Harry Kane’s extra-time goal saw England win a tense Euro 2020 semi-final against Denmark on Wednesday night.
The Three Lions now face Italy in Sunday’s final, looking to etch their names in history.
Here, the PA news agency takes a look at some of the things that stood out on a famous Wembley night.
England reached their first major final in 55 years after this slim victory. Not since lifting the Jules Rimet trophy at the 1966 World Cup have the Three Lions been present in a final. This was further progression for Gareth Southgate’s men, who reached the semi-final of the 2018 World Cup and the inaugural Nations League the following year.
The only thing standing between England and football coming home is an Italy side that is on an unbeaten run of 34 games, although Roberto Mancini’s team did need penalties to see off Spain and book their own place in the showpiece. The last two meetings between the nations have been drawn, with Italy knocking England out of Euro 2012 – also by virtue of a shootout.
The England boss would have been preparing his team in the dressing room as his name was chanted by the majority of fans inside a raucous Wembley. Southgate has succeeded where many of his predecessors slipped up, getting the nation on side and supporting his players. He will now be the first man since Sir Alf Ramsey to lead England out into a major final, it just remains to be seen if he dusts off his waistcoat for the occasion.

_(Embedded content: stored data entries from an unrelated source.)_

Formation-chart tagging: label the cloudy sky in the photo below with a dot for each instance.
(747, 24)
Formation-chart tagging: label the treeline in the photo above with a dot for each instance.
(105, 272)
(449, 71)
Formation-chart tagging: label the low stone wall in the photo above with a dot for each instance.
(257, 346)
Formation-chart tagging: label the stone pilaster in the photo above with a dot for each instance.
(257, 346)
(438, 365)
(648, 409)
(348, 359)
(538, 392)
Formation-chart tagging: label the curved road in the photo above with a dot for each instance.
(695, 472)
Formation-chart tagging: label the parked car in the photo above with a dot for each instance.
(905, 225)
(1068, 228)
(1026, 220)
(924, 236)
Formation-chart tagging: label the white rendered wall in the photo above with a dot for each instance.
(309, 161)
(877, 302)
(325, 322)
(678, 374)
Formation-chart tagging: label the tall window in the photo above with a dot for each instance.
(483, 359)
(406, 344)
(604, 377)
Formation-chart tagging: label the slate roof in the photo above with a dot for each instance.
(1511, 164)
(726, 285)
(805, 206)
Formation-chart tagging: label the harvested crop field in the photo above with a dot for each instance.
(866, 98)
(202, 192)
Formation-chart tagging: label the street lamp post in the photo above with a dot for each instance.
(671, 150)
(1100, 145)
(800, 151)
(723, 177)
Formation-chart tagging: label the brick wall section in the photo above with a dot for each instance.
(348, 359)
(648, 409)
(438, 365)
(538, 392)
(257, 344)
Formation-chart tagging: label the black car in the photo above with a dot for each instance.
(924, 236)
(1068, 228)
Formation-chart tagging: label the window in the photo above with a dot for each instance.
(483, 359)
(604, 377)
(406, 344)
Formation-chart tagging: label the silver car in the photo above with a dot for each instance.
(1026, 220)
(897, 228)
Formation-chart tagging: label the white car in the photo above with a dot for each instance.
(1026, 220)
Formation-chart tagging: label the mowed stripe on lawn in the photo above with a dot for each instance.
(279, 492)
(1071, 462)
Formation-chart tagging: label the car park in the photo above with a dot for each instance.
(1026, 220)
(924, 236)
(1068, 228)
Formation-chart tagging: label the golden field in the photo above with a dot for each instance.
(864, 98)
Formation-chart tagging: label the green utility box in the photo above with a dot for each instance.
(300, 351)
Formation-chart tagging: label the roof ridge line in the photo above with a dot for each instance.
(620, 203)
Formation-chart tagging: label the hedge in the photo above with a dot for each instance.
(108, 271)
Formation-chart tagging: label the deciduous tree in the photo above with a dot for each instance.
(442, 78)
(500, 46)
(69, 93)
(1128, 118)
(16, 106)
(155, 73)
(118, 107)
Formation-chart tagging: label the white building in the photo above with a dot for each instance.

Singer-songwriter Neil Diamond would not have expected to be along for the ride this summer but his tune ‘Sweet Caroline’ has been adopted by the England faithful. The 80-year-old’s most famous song has been played following England’s victories and even made it onto the pre-match playlist ahead of the semi-final. The country will be hoping for another blast come 10pm on Sunday evening.
Jordan Pickford became an England record-breaker despite conceding his first goal of the tournament to a fine Mikkel Damsgaard free-kick. The Everton goalkeeper surpassed Gordon Banks’ long-standing record for the amount of time without conceding – but he ran it fine. When the clock ticked onto 25 minutes it marked 721 minutes since he had previously been beaten to break the record, only to see Damsgaard fire past him five minutes later.